Review Summary: Neither beginning nor end…
I’d like to think I came to
Wit’s End with some life-changing notion in the back of my mind, but these days it’s harder to ignore the rinse/repeat nature that life, specifically mine has become. Now before we run away with the wrong ideas, misconceptions about exactly what point I’m trying to make I need to provide at least some specifics. Mostly, I have it good, or rather I could have it a lot worse; disclaimers about how particular parties might not have access to music, food, shelter or basic human rights could abound—the takeaway here: I’m grateful. Grateful for the support, the basic needs of life and of music; a facet that’s kept me moving forwards over the last decade or so, regardless of the hurdles that would otherwise prevent smooth sailing. It’s important that I bring my mindset up, for doom metal and particularly the Mizmor brand, is music for
moods.
Comprising two tracks, each surpassing fourteen minutes, the album shifts through minimal doom-led dirges and anguished reflection before leading the listener down a rabbit-hole of broken kaleidoscope ambience. As a summary, what you’ve just read is reductive and doesn’t really get to the crux of what
Wit’s End offers as a complete piece—descriptions running parallel to nugatory similes of an auditory chalkboard of nothingness. Yet, these are perfectly apt descriptors to describe just under thirty minutes of blackened doom that diverges into less extreme territory. That said, the title track is painstakingly minimal. An expectation of crushing riffs wailing off into the distance is replaced by melancholic strumming, gentle tones slowly ebb under vestiges of spoken word before a lumbering, down-trodden rhythm section punches through the near-silence. A.L.N.’s wailing screams speak volume to the mindset of “Wit’s End”, citing the band’s new music as "an ode to all those who adopt superstitious and grandiose beliefs about mankind, its "spirit," and its place within the cosmos”, citing “I've found myself utterly appalled by the increase in willingness and eagerness to accept misinformation, disinformation, alternative facts, conspiracy theorism, cultism, and religiosity in us as a people. I feel this as a depressing weight, having trekked the better part of ten years from Christianity to atheism.” While the perspective is specific, especially in regards to A.L.N. most listeners can find their own trajectory through the motif; whether that’s correlated by mental health, pandemics, or a thousand other scenarios
Wit’s End is palpable and molded to our
moods with sheer atmospheric tension.
The second of the album’s two tracks, “Pareidolia” is the more formless.

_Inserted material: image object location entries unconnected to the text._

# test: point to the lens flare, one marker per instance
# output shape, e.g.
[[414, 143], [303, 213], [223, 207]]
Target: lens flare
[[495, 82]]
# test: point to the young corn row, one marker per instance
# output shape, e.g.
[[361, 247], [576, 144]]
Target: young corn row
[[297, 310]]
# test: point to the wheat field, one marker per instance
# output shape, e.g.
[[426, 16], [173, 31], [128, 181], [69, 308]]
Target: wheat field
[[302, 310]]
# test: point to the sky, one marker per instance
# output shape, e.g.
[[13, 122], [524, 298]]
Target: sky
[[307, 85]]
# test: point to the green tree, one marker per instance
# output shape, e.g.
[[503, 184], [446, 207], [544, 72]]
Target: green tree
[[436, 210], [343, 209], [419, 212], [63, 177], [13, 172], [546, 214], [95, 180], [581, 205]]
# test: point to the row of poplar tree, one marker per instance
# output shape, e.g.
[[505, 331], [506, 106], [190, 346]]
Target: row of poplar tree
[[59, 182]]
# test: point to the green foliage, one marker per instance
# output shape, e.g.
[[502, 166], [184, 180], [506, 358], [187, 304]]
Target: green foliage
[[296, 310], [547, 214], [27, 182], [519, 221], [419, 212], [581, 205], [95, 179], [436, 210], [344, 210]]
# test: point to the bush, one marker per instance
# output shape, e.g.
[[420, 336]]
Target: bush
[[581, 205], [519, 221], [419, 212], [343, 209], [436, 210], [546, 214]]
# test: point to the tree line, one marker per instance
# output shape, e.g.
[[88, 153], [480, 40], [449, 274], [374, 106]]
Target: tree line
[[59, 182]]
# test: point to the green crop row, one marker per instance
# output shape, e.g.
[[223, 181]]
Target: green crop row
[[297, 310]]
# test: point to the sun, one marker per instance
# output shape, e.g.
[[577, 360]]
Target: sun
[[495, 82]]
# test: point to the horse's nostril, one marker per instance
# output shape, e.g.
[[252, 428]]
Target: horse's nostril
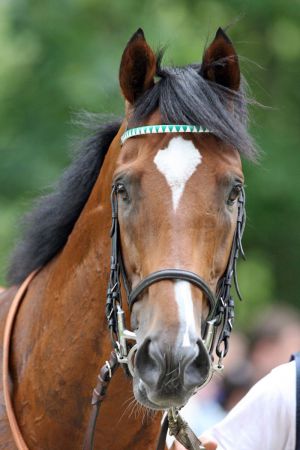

Like a whirl of smoke the ambience foundation to which it’s centered flows outward, taking on similar shapes as it ascends into the next and the next and the next… This is not a gripe, but by design “Pareidolia” is a collection of ideas, fracturing in and out of itself while haunting moods clash into well-thought dissonant atmospheres. The effect is unnerving, deliberate and focused into the ever-changing forms to which these ambient progressions take shape.
What
Wit’s End lacks as a whole is immediacy, relying instead on its minimalistic tropes to carry the listener from one end to the other, atmosphere in tow. This might make for an introspective, immersive style listen, but unfortunately that doesn’t exactly make
Wit’s End the most
interesting release. Comprehensively, Mizmor’s latest slab of music does do the job, but when compared to both past Mizmor albums and other records within the genre,
Wit’s End doesn’t exactly measure well. Thankfully, Mizmor isn’t likely to give up progressing within their own stylistic framework. In many ways
Wit’s End is a frustrating thought composed into musical form for all of us to
feel. Mizmor’s 2022 effort is less an end and more likely a middle chapter as the plot develops.